Must it be red? Must it be the size of the one in your link? How do you know what current it takes to get the display intensity you need? Can you PWM the current to the display? Are you multiplexing the segments?
Blue LED + phosphor will give "white" light well above 100 lm/W.
While a blue LED might give the best power conversion [W/W] the problem is the human visual system, with a very bad sensitivity for blue light, so the phosphor efficiency really makes the difference.
At high illumination levels pulsing doesn't make sense, but for low illumination levels pulsating might make sense. The OP should include a ambient light level detector to adjust the LED current depending on the ambient light level.
I would drive it from an I/O port of a TI MSP430G2553 processor, which of course would allow for pulsing the output to save power.
And the thought occurs to me that it might be possible to flash the selected segments one at a time, instead of altogether, so that the maximum current draw would just be what's need to drive one segment. And, I could get away with using one resistor instead of seven. :-)
If each segment flashed overall at, say, 60 Hz., then the question is how long each segment would have to stay on to convince the eye that nothing is blinking. If 2.38 msec would be enough, then that would work. I bet it would, possibly with an even shorter pulse duration. Anyway, certainly worth experimenting with.
It doesn't- the visual brightness goes down with the average current. The LED voltage goes up so you're actually reducing the efficiency (but it doesn't matter much since the power is usually wasted in a resistor- it just degrades the uniformity of segment brightness somewhat).
It will work, sort, of, but will **not** save power. It also runs into limits (LED peak current in cases where decent brightness is required or probably output drive current in your case) at only a few digits. There is **no free lunch**.
Above the flicker fusion frequency the eye just averages the brightness and the brightness is pretty much proportional to current , so there is no gain if there is no flicker. But have fun experimenting.
Highest efficiency is probably with super-red GaAlAs run on a 3.3V supply voltage for the MSP430. Super-red is orangey-red in color (I forget how many nm wavelength offhand).
These three are only low power if you don't update them. When updated they use *large* amounts of power for as much as a second. While they offer high contrast compared to LCDs, they are very temperature sensitive.
The only one I've seen in public use was a full color model in a supermarket for the checkout. It was on a support post rather than between the cashier an myself so that I didn't realize it was the cash register display. Out of the corner of my eye it looked like a full color poster.
The price displays they use in the local Kohl's are LCD.
It is not more efficient and the total power is not reduced for the same perceived brightness.
This somewhat common myth may have had some basis in fact 40-50 years ago when LEDs were crude and had a kind of threshold current of 1mA or whatevr before they started to give off much light, but it's not true with modern LEDs.
That might be old information. Early LEDs had lots of parallel leakage, as if there were a resistor shunt. At low currents the resistor dominated, the LED didn't turn ON. Modern LEDs are more nearly ideal: brightness is proportional to average current, no advantage to pulses of high current
But isn't there some aspect of human visual perception that gives us an effective free lunch, particularly on very short pulses of light?

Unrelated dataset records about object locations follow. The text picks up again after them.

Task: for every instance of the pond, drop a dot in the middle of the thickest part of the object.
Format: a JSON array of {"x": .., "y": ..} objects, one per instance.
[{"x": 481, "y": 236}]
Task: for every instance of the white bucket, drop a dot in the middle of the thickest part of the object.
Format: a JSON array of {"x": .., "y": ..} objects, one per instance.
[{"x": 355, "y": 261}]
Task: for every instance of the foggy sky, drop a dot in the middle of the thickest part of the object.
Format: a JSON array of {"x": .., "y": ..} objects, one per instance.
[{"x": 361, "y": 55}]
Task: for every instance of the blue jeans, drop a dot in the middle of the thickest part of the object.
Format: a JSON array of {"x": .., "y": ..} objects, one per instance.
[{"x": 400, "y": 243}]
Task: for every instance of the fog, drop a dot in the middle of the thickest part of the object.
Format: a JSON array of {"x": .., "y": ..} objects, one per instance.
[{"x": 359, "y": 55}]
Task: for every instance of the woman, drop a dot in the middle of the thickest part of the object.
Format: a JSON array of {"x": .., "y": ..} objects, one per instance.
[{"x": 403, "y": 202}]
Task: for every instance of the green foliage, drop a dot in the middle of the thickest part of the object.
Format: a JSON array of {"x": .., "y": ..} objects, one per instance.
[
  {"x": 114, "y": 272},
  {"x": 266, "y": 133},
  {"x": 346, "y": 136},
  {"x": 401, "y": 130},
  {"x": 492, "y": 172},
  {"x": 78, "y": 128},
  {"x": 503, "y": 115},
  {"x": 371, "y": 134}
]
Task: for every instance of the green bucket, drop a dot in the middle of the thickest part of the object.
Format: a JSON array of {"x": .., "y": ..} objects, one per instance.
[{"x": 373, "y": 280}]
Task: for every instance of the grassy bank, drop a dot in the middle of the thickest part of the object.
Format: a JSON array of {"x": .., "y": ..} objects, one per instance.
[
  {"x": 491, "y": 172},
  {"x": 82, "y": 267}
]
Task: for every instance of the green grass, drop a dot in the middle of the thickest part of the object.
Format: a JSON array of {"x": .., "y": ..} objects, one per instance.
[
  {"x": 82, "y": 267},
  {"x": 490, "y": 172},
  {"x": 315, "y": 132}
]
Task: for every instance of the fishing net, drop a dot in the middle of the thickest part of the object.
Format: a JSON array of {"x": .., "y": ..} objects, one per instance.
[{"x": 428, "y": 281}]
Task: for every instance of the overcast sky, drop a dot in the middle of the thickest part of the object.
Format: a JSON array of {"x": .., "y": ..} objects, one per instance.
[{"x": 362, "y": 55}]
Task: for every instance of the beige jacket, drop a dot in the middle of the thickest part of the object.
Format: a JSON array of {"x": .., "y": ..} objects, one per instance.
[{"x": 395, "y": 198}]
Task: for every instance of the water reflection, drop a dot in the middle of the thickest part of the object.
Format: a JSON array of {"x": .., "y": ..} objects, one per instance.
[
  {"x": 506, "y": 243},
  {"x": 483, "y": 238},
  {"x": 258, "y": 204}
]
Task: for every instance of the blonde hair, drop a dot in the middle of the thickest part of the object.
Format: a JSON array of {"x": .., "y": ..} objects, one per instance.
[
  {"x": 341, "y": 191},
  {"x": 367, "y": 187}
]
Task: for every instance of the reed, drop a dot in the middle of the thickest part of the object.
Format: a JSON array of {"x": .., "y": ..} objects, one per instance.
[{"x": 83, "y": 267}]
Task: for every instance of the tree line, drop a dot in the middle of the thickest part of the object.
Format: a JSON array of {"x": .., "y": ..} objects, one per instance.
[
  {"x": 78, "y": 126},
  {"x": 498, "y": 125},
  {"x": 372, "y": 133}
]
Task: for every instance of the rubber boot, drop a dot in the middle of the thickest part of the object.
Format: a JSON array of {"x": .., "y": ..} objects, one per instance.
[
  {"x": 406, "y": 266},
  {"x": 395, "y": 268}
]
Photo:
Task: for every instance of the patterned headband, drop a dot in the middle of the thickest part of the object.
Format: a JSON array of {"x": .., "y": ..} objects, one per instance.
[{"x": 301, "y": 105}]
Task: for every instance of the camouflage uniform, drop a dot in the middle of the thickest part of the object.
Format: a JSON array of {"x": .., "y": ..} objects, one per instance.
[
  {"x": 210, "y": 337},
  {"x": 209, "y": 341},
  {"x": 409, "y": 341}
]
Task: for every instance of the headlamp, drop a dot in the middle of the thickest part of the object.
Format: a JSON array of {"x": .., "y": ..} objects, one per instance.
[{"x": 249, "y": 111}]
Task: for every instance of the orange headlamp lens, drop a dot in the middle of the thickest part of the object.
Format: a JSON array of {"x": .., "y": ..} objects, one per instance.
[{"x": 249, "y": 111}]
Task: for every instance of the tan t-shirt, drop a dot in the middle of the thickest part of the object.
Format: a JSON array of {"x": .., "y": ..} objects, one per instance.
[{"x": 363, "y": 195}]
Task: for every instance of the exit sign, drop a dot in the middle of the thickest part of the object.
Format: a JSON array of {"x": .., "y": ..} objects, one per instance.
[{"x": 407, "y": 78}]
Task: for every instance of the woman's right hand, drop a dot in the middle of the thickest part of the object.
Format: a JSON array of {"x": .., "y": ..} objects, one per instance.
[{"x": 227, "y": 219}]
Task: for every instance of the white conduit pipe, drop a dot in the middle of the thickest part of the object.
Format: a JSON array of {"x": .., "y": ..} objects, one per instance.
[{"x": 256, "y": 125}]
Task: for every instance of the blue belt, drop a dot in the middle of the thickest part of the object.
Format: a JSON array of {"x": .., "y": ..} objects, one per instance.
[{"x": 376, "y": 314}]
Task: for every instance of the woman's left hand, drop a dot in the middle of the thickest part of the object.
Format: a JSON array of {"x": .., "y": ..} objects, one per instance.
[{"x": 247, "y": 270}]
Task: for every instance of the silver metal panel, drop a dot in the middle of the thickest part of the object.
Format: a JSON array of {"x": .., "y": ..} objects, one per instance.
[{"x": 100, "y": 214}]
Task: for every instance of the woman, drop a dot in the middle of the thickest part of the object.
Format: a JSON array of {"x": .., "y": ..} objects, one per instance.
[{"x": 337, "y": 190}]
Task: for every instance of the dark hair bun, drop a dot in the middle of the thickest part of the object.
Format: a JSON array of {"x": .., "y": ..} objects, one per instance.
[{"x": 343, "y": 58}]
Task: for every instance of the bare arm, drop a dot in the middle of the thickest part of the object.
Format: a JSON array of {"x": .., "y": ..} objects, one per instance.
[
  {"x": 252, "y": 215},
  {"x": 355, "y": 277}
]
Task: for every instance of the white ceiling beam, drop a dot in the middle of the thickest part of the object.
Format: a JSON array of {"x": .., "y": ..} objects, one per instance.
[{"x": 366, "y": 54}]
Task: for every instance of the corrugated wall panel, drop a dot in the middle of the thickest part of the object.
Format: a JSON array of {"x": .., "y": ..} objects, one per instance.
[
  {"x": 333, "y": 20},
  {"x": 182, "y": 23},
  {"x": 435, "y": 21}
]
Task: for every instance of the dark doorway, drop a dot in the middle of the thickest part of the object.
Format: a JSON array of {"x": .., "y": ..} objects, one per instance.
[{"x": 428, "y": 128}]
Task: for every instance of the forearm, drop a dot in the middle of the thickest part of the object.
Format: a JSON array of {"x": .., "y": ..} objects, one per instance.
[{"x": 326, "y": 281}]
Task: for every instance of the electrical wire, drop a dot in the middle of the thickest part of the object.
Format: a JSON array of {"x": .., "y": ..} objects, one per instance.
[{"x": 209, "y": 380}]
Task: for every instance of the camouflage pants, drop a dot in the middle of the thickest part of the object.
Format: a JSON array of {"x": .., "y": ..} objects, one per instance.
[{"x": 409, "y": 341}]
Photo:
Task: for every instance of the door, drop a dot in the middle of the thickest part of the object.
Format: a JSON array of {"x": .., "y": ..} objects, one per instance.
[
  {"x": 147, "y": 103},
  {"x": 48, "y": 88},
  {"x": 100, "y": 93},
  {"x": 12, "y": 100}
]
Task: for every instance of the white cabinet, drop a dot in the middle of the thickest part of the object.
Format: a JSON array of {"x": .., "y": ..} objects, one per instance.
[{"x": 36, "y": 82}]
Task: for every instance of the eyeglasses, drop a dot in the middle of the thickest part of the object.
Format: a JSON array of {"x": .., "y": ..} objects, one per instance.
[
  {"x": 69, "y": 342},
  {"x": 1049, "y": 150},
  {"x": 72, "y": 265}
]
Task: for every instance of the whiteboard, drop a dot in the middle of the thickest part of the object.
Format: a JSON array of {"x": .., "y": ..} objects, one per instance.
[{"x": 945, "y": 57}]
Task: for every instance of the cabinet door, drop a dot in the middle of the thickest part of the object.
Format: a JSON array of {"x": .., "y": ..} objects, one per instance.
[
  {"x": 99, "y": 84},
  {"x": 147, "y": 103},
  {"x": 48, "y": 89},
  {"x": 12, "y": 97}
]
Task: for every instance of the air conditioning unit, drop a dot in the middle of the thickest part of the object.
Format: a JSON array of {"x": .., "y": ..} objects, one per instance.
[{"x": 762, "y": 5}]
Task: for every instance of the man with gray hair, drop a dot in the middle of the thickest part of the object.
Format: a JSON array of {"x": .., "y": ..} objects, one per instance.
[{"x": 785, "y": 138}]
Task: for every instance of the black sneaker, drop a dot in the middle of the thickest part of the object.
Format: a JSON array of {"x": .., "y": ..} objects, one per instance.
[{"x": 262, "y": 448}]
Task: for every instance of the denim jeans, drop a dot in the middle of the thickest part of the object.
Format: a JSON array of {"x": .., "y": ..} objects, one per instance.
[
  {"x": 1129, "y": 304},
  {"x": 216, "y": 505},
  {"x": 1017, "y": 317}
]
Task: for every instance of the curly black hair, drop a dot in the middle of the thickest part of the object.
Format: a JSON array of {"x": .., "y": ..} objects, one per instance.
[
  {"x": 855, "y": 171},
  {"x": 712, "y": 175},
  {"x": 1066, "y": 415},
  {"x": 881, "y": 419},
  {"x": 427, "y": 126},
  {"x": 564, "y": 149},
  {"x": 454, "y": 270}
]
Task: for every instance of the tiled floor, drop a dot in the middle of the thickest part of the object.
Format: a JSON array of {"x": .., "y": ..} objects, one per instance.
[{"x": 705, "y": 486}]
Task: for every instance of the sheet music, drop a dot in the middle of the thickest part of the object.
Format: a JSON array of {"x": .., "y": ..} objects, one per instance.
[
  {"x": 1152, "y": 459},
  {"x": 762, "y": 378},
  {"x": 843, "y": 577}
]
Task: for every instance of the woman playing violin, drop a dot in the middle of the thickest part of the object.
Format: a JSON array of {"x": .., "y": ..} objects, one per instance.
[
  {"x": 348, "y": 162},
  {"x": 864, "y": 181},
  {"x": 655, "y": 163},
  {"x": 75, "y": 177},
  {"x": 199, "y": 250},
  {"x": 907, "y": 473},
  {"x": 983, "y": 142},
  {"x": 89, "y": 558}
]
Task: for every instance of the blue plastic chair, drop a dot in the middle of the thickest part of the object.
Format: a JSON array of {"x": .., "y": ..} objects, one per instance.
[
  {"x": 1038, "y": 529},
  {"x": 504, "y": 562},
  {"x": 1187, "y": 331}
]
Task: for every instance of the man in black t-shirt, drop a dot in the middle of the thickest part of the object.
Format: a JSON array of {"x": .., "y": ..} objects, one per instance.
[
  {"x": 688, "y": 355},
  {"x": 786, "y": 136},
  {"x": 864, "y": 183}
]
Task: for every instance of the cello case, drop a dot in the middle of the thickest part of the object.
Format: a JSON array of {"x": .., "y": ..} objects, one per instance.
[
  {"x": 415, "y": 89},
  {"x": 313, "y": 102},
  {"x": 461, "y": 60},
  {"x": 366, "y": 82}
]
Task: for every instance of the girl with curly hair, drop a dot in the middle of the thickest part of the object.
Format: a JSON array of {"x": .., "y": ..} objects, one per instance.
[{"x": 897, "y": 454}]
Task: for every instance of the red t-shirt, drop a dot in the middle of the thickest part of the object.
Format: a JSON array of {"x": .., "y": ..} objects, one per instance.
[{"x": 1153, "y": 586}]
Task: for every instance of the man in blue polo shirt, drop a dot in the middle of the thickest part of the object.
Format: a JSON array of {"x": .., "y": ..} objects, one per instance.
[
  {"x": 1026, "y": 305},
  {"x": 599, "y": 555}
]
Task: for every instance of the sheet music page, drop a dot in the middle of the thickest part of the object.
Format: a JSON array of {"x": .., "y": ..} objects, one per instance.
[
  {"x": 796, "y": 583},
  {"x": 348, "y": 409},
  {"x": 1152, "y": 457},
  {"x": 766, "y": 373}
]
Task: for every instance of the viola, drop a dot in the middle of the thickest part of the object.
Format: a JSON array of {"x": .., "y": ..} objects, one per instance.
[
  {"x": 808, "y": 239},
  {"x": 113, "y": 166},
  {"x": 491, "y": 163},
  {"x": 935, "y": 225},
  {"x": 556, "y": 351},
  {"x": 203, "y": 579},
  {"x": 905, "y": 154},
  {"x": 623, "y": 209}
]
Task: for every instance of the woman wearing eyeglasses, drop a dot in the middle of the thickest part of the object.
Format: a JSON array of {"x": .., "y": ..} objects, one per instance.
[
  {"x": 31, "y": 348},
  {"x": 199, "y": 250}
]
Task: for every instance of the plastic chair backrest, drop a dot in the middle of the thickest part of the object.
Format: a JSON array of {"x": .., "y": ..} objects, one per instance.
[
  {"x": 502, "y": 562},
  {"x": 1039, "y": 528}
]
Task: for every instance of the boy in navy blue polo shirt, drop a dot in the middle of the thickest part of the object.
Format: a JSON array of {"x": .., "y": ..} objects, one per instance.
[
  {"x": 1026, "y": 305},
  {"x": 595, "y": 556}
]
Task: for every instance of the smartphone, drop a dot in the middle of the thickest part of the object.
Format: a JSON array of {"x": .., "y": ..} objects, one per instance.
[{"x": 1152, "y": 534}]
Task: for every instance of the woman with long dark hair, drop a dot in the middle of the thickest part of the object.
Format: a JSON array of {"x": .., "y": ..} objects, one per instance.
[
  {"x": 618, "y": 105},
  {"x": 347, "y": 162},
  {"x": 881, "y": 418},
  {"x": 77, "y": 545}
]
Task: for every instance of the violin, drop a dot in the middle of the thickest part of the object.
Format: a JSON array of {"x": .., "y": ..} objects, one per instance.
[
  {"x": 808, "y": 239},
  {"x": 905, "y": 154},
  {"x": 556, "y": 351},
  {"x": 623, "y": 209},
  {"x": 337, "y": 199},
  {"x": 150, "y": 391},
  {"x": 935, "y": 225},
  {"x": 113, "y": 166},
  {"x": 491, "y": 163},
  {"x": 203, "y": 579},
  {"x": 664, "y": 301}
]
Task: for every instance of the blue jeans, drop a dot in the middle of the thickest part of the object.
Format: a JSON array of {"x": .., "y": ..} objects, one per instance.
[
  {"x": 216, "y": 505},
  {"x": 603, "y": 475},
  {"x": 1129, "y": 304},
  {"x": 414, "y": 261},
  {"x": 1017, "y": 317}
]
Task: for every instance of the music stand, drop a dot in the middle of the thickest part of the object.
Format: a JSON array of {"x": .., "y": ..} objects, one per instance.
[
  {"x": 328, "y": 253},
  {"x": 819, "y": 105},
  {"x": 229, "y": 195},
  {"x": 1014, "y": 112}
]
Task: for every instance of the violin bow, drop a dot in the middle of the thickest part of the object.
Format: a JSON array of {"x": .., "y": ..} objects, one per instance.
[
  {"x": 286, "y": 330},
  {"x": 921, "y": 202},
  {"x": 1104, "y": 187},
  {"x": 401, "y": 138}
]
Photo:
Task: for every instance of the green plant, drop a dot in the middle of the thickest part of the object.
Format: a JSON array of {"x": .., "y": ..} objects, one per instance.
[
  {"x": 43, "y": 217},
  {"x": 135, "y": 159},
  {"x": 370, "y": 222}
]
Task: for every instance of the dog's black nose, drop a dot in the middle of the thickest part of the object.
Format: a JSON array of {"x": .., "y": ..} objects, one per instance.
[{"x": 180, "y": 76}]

In another project that I'm familiar with, he flashes a high-efficiency individual LED for 4 msec once a second. It's 3.6V going through a 1K resistor, and the LED is very much visible, and rather bright, even though it's only on
0.4% of the time. Now you could use a 2K resistor for 8 msec to preserve the same average current draw per second, or 4K for 16 msec, or 8K for 32 msec, but at some point pretty quickly the LED isn't going to be visually detectable at all. So in that case it seems that pulsing provides an advantage.
What I was thinking was using the 7-segment both to display a value seemingly continuously for a while, but also as an indicator blinking light by flashing a horizontal segment individually when no value is being displayed, pretty much as described above. It just seems that pulsing would let me do either or both of those functions at the lowest power consumption.